The Port is also the most diverse neighborhood in Cambridge, but neither the peaceful act of growing produce, a good cause nor neighborhood demographics spared the Gardenerz from a call to police. “We had introduced ourselves so many times,” Rizvi said. “We realized this is probably cultural. People are flustered by us coming together. But it’s hard to separate that from race.”

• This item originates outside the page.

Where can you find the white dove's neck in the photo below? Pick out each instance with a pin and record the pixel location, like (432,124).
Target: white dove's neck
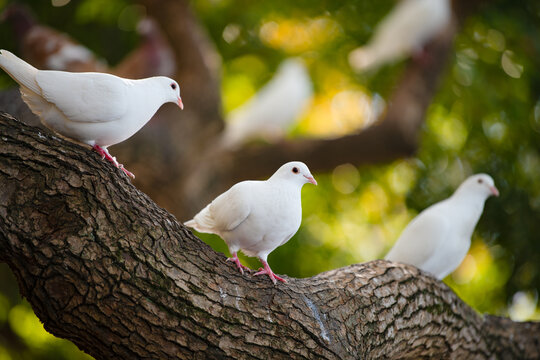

Poets in the Garden was held not just to celebrate, but to flaunt community in the face of fears that the police would be called or just show up on their own – which Bee was pretty sure they did Oct. 24, watching the event while parked across the street. (A police spokesman didn’t answer immediately when asked about this.) From a police perspective there wouldn’t be much to see: Bee recited, as well as poets such as MIT librarian S. Kohler, artist and musician Gilmore Tamny and Carrasquillo’s schoolmate at the Fletcher Maynard Academy and now head of its Qualls Academy, Elon Fyfield. (Also known as the rapper Lizzle4.) There was a table for snacks, set out by Rizvi. There was that straight-from-the-earth food giveaway, also overseen by Rizvi as Bee played emcee and harangued her happy audience: “I don’t want to see this Swiss chard here at the end of the day.”
The group plans another Poets In The Garden when weather allows next year, and the last Tea in the Garden was planned for Oct. 31.
“Black and brown people need to be in allowed in this garden,” Bee said. “We want to be present in an improbable place.”